Nestled between the looming structures of the Denver Art Museum is a hidden treasure, the Byers-Evans House Museum at 1310 Bannock Street. Built in 1883 for Rocky Mountain News founder William Byers and owned for over 90 years by the Evans family, this lovely Italianate house is now a museum property owned by History Colorado. Restored to the 1910s-1920s period, the house features original furnishings belonging to the Byers and Evans families, as well as exact-reproduction wallpapers and other elements that truly give you the feeling of stepping back in time.

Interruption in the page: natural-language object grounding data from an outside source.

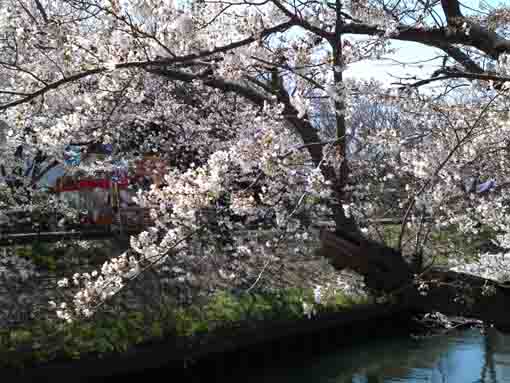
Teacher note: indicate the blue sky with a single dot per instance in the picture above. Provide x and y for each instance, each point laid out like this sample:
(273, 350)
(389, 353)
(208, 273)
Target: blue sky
(417, 56)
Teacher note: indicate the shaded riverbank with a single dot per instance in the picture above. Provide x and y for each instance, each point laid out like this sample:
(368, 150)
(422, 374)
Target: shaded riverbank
(264, 339)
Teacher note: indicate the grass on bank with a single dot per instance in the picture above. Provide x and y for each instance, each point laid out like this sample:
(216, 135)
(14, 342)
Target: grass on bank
(44, 341)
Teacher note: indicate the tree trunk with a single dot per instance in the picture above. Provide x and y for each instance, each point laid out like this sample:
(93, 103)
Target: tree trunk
(449, 292)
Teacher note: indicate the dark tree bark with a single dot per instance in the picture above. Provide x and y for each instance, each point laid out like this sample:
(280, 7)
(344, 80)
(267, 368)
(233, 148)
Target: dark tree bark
(435, 289)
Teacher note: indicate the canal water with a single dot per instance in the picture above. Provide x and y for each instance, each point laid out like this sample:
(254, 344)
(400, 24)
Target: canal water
(468, 356)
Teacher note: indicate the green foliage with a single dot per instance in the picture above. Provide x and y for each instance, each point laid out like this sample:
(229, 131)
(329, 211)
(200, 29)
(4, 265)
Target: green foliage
(48, 340)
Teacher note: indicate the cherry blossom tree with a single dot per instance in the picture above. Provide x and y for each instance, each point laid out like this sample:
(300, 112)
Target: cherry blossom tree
(224, 90)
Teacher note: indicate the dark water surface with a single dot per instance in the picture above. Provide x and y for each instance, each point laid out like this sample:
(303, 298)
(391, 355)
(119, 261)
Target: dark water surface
(466, 356)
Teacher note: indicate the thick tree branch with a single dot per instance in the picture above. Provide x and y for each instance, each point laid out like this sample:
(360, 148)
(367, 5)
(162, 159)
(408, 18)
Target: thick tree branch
(303, 127)
(145, 64)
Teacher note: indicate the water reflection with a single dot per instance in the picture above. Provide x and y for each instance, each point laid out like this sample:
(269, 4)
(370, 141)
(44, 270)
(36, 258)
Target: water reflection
(458, 357)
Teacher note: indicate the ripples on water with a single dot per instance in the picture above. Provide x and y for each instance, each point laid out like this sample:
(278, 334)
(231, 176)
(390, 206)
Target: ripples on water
(458, 357)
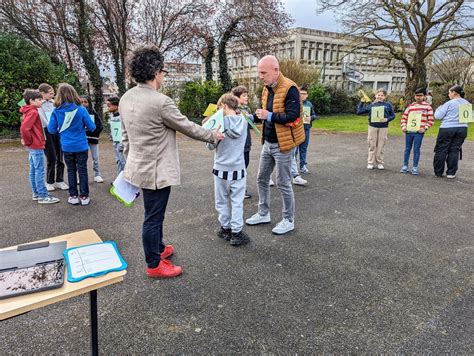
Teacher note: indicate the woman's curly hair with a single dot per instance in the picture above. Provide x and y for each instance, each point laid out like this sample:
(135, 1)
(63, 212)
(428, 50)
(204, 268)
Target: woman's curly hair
(144, 63)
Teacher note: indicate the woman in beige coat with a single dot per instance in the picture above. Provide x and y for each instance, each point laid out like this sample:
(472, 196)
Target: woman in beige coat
(150, 121)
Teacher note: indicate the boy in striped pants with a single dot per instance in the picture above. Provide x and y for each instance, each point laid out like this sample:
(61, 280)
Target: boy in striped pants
(229, 173)
(416, 120)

A tour of the museum is a real treat, but of course a tour can never tell the full story. If you’re interested in learning more about the history of the Byers-Evans House, you can check out from our library The House in the Heart of the City: The Byers and Evans Families of Denver, a special issue of Colorado Heritage magazine from the museum’s opening in 1989. Also, you can find biographies of Governor John Evans, the family patriarch, and his son William Gray Evans, the house’s owner, in LeRoy Hafen’s 1927 History of Colorado, all five volumes of which have been digitized by our library. William Evans’ sister Anne contributed greatly to Denver’s art community, which you can read about in History Colorado’s publication The Denver Artists’ Guild. Finally, short biographies of Anne Evans and of the home’s original owner, William Byers, are available from the Colorado Virtual Library.
A fun fact: Before moving to 1310 Bannock, William Byers lived in a home on the site of what is now the Colorado State Library’s building at Colfax and Sherman.